Yes, you *can* use the out arguments, but doing so 1) complicates your code, and...

a_t48 · on April 6, 2020

I agree with point (1), wholeheartedly - by default the syntax is ugly unless you wrap it in a utility. (2) isn't true as far as I can tell - you can keep reusing the same output buffer, or double buffer if the output can't be the same as the input.

Either way see https://news.ycombinator.com/item?id=22786958 where I figured out the syntax to do it in place, which shouldn't result in any allocations at all and should solve both your concerns.

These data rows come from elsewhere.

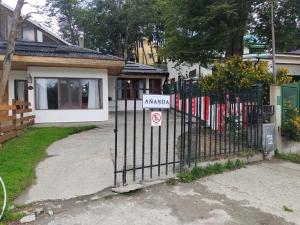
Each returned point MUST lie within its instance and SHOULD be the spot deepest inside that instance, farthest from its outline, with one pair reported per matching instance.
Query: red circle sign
(156, 117)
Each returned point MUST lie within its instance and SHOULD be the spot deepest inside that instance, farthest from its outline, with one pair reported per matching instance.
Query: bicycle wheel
(2, 197)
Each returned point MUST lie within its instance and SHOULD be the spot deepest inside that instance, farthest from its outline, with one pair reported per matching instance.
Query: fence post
(14, 114)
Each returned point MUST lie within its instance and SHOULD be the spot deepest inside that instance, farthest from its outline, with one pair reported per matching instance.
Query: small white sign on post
(156, 101)
(156, 118)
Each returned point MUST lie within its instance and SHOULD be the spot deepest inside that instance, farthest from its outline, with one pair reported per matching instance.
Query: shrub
(291, 123)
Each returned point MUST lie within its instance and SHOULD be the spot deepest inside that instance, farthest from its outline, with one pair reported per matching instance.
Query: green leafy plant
(292, 157)
(217, 168)
(235, 73)
(291, 123)
(283, 76)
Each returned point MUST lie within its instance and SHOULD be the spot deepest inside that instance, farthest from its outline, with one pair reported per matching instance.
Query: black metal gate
(198, 126)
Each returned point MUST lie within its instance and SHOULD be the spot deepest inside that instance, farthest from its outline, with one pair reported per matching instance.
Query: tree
(7, 62)
(113, 26)
(201, 30)
(66, 12)
(286, 19)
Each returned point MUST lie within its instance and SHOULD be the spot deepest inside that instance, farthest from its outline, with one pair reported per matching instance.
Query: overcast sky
(31, 7)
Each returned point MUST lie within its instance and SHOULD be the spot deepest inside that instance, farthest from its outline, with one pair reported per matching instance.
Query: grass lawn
(20, 156)
(292, 157)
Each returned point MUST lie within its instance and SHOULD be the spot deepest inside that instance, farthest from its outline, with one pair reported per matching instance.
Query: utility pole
(273, 42)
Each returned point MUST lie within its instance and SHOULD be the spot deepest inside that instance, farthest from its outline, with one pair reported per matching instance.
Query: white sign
(156, 119)
(156, 101)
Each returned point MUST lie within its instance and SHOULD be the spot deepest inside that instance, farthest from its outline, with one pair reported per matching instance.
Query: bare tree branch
(7, 62)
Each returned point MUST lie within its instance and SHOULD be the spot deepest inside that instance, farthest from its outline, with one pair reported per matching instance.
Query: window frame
(25, 89)
(100, 86)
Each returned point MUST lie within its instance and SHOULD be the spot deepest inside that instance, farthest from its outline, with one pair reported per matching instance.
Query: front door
(21, 90)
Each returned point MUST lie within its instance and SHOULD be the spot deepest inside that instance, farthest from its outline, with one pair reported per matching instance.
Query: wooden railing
(14, 118)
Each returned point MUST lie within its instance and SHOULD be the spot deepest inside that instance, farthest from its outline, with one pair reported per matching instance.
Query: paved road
(83, 163)
(251, 196)
(78, 165)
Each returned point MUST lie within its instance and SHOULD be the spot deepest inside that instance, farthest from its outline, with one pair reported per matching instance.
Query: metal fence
(198, 126)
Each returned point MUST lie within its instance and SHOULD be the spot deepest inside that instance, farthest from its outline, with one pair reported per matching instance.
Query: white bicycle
(4, 198)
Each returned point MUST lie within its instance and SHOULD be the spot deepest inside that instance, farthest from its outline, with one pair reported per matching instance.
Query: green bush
(291, 123)
(217, 168)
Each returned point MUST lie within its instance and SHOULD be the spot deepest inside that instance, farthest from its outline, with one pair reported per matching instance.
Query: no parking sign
(156, 118)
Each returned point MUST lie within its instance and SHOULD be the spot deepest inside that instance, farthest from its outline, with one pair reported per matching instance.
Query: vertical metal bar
(230, 123)
(143, 142)
(116, 131)
(216, 125)
(248, 123)
(167, 142)
(184, 124)
(175, 127)
(197, 126)
(205, 126)
(220, 125)
(234, 123)
(243, 118)
(125, 139)
(159, 149)
(200, 120)
(239, 122)
(134, 134)
(251, 122)
(151, 152)
(225, 123)
(182, 144)
(257, 116)
(210, 125)
(190, 124)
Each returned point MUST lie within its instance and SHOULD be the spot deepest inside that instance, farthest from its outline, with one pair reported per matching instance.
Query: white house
(66, 83)
(62, 83)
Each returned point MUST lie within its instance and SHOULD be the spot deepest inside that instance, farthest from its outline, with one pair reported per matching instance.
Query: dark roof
(55, 50)
(38, 25)
(132, 68)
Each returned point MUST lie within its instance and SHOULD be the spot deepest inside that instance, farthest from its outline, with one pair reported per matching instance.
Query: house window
(68, 93)
(21, 90)
(39, 36)
(155, 86)
(28, 33)
(132, 88)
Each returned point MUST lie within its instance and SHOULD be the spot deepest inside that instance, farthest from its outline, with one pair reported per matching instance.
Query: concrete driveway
(78, 165)
(255, 195)
(83, 164)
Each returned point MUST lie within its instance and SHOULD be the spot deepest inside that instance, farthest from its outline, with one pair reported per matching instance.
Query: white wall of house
(67, 115)
(130, 103)
(185, 68)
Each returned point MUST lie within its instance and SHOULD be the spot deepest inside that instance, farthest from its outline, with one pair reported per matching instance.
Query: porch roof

quotemstr · on April 6, 2020

Regarding #2: whether you use the same buffer or a new buffer, you still have to actually write to the memory. The bottleneck at numpy scale isn't the memory allocation (mmap or whatever) but the actual memory writes (saturating the memory bus), and you need to perform the same number of writes no matter which destination array you use.

a_t48 · on April 6, 2020

It should still be a perf gain:

1. Memory allocation isn't free 2. Doing multiple loops over the buffer (once per operation) is going to be slower than doing all the operations at once, both because of caching and the opportunity to do the operations on a register and write at the end (though who knows if the python interpreter will do that).

quotemstr · on April 6, 2020

The Python interpreter is too stupid to do operation coalescing. That's the whole point of my initial comment.